For one thing, we let everyone stay up probably later than they should have been, but it was party at the Tighe house, right? Friday night and nowhere to go the next morning?  Why not spend a little time watching a movie together and enjoying the evening?  Not a problem.  Everyone got ready for bed and changed into their jammies without complaint or incident, so we were chugging right along.  I anticipated that we’d have a bit of a problem with the littlest one when the moment of truth actually arrived and bedtime was nigh.  He did not disappoint.  Todd said goodnight and helped him settle into his bed while the other boys and Chloe made their way to the bedroom.  Judah was instantly upset and began calling for his Daddy. “I want to see my Daddy!” he repeated, getting more agitated.  The other kids, clearly out of practice for this sort of thing (because while our kids don’t immediately lay down and close their eyes and mouths when bedtime comes, as there hasn’t been a lot of crying for a while.  Believe me, there’s LOTS of protest here at bedtime; it just comes in the form of endless trips for glasses of water and lots of giggles.)

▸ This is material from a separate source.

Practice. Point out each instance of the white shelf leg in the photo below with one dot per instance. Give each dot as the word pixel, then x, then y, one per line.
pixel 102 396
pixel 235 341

So he’s crying and getting louder and louder.  Our kids are troubled by this.  They turn on the light if Judah says it’s too dark.  They may have even picked him up for a short time if he complained about being in the pack and play.  I went in there and assured Judah that he was OK to sleep at our house, telling him that all the other kids were going to sleep, and talking about all the fun things we planned to do tomorrow.  I also spoke to my oblivious kids, who were so out of practice with putting a baby down for bed.  Don’t turn the light on, don’t talk a lot to him, blah blah blah.   “Listen,” I instructed, “before he settles down, he may C-R-Y for a few minutes.”  I spelled out ‘cry’ so Judah wouldn’t get any more ideas, because while I was in there, he was quieted.  I followed it with a stern,  “You may even have to I-G-N-O-R-E it for a few minutes while he figures it out.”

IMMEDIATELY, Brendan pops up and loudly exclaims, “WHAT!?!  We may have to IGNORE him, you say?  He might CRY!?!?!?!”

Aw, sheesh.  So much for subtle messages.  Leave it to Brendan to say what I was trying to hide.  We couldn’t do anything but laugh.  He’s funny like that.

I left after saying goodnight to the boys and Chloe again, and Judah started up as soon as I crossed out of the threshold of the room.   Todd and I passed in the hallway and he went in there to comfort him once more.  He was successful at getting Judah to finally understand that it was bedtime without being cruel.  He’s good like that.  It sounded like they were finally quieting down for the night when I walked by on the way to our bedroom.   I almost completely lost it when I heard Judah yell out, “BOYS!  ‘TOP IT! ‘TOP IT!  TIME FOR NIGHT-NIGHT!!”  to which Patrick, Brendan, and Ben dissolved into peals of laughter and he started correcting them again.  “‘TOP IT! ‘TOP IT! GO NIGHT NIGHT!”  I quickly ran to my room so I could laugh without getting caught.  My kids had finally been given the what-for by a two-year-old, and it was a stitch.

The rest of the visit was just fine and we were all properly exhausted when the boys returned home to their parents.  We had a taste of dirty diapers, sippy cups, and blankies.  Patrick had his first taste of trying to fold up a pack and play (without reading the SIMPLE instructions, like a good man would).  We all slept well that night.